Hexagon 780: A Whole new IP for AI & DSP

Every year Qualcomm likes to talk about its new Hexagon DSPs, with the last few generations also adding to the table new Tensor Accelerators dedicated for ML inferencing. This year’s Snapdragon 888 design also hypes up the new Hexagon 780 design, with the difference being that this time around the generational improvements are truly humongous.

The new Hexagon 780 accelerator IP truly deserves a large increment in its IP numbering scheme, as it’s essentially a ground-up redesign of the company’s existing DSP with scalar and vector execution engines, and the recent Tensor Accelerators. Previously all these execution engines were acting as discrete independent blocks within the Hexagon 600 series family, but that’s now changed in the new IP design.

The new IP block fuses together all the scalar, tensor, and vector capabilities into a single monolithic IP, vastly increasing the performance and power efficiency of workloads that make a use of all the mixed capabilities of the design.

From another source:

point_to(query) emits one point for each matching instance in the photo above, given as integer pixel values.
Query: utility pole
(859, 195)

In terms of performance uplifts, scalar execution capabilities are said to be increased by 50%, while tensor execution throughput has doubled. The vector extension units seem to have remained the same this generation, but actual performance of workloads will still have been increased thanks to the new memory architecture of the new IP block.

Qualcomm states that they’ve increased the on-chip SRAM dedicated to the block 16-fold, allowing for larger machine-learning inference models to fit within the block’s memory, greatly accelerating their performance. This larger memory pool also allows for coherency between the scalar, vector and tensor units, allowing for the vastly increased workload handoff time between the different execution engines. I asked about the actual size of this new memory, but the company wouldn’t disclose any further details, just stating that it’s significant.

The company’s engineers were extremely hyped up about the new design, stating that the performance and flexibility of the new design is well beyond that of what other companies can achieve through disaggregated DSP and ML inference engines, sometimes even from different IP vendors.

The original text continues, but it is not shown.